Hacking+Our+DNA+Code

Guinness Records have been broken and the time required for DNA sequencing has been cut almost in half! So what? Well, DNA sequencing can find out and prevent genetic mutations before they turn into deadly diseases, which can save your life. 

 

What is DNA sequencing?

DNA sequencing is the process of determining the sequence of the nitrogenous bases of DNA. DNA is made up of 4 different organic bases: adenine, thymine, guanine and cytosine. Adenine always pairs with thymine while cytosine always pairs with guanine. DNA contains the basic genetic material that makes up everything. Genome sequencing allows scientists to see a patient’s complete DNA makeup, which contains everything from hair color to genetic diseases.

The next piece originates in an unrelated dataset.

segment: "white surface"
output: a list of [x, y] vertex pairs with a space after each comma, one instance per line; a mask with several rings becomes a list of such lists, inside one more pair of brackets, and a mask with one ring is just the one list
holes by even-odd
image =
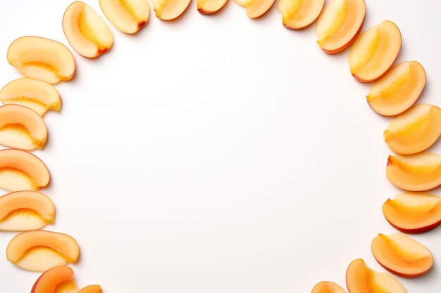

Aside from predicting the eye color of your future kids, this is extremely useful because scientists can now identify diseases rooted in DNA faster and fix them earlier on. Sequencing tells us the type of genetic information found in the strand of DNA and allows us to notice changes in genes to prevent genetic diseases and mutations.  This can lower the amount of money patients need to pay for extensive care as they don’t need to take as many tests and can leave critical care units faster.

 

New Record Made

Scientists at Stanford Medicine have set the new Guinness Record for the fastest DNA sequencing technique (yes, that is a thing),  taking only 5 hours and 2 minutes to sequence the human genome. This new technology could be life changing in the medical field!

 

The sequencing technology is capable of accurately sequencing the genome of a person in an average of 8 hours. That might seem like a rather long time, but usually it takes clinicians a few weeks to finish sequencing someone’s genome. The team’s average rate for diagnosing mystery diseases, diseases that cannot be easily identified without looking at a person’s genetic makeup like Mendelian conditions (SNVs and CNVs), is also 12% higher than the average rate at about 42%. They can identify the disease by comparing the sequence of the patient’s DNA with sequences of known diseases to find a match. If there is no match for archived sequences, then the scientists could also discover a new disease and can help future patients who also have the same condition.

 

How does this technology work?

Now you may be wondering, how does this technology work? The machine that is used by the Stanford sequencing team is built by Oxford Nanopore Technologies. It is composed of 48 sequencing units called flow cells. This special machine is able to sequence all 23 of a person’s chromosomes at once. 

While designing the machine, the team ran into issues. The copious amounts of data overwhelmed the lab’s computational systems. Stanford graduate student Sneha Goenka solved this problem by  compiling the data into a cloud-based storage system where computational power was amplified to analyze data in real-time. Algorithms then worked independently to scan for errors that would signal possible disease in the genetic code. Finally, any variants found could be compared to existing records of other patients with similar gene variants to identify the disease.

 

Future plans

The scientists are planning to offer a sub-10-hour turnaround to intensive care patients at Stanford Hospital and Lucile Packard Children’s Hospital Stanford. They hope to eventually spread to other hospitals as well and help more people with genetically transmitted diseases in the near future.

 

Works Cited:

Ali, Shirin. “Stanford scientists complete fastest DNA sequencing technique in the world.” The Hill, Changing America, 13 Jan. 2022, thehill.com/changing-america/well-being/medical-advances/589669-stanford-scientists-complete-fastest-dna?amp. Accessed 8 Feb. 2022.

Armitage, Hanae. “Fastest DNA sequencing technique helps undiagnosed patients find answers in mere hours.” Stanford Medicine New Center, Stanford Medicine, 12 Jan. 2022, med.stanford.edu/news/all-news/2022/01/dna-sequencing-technique.html. Accessed 8 Feb. 2022.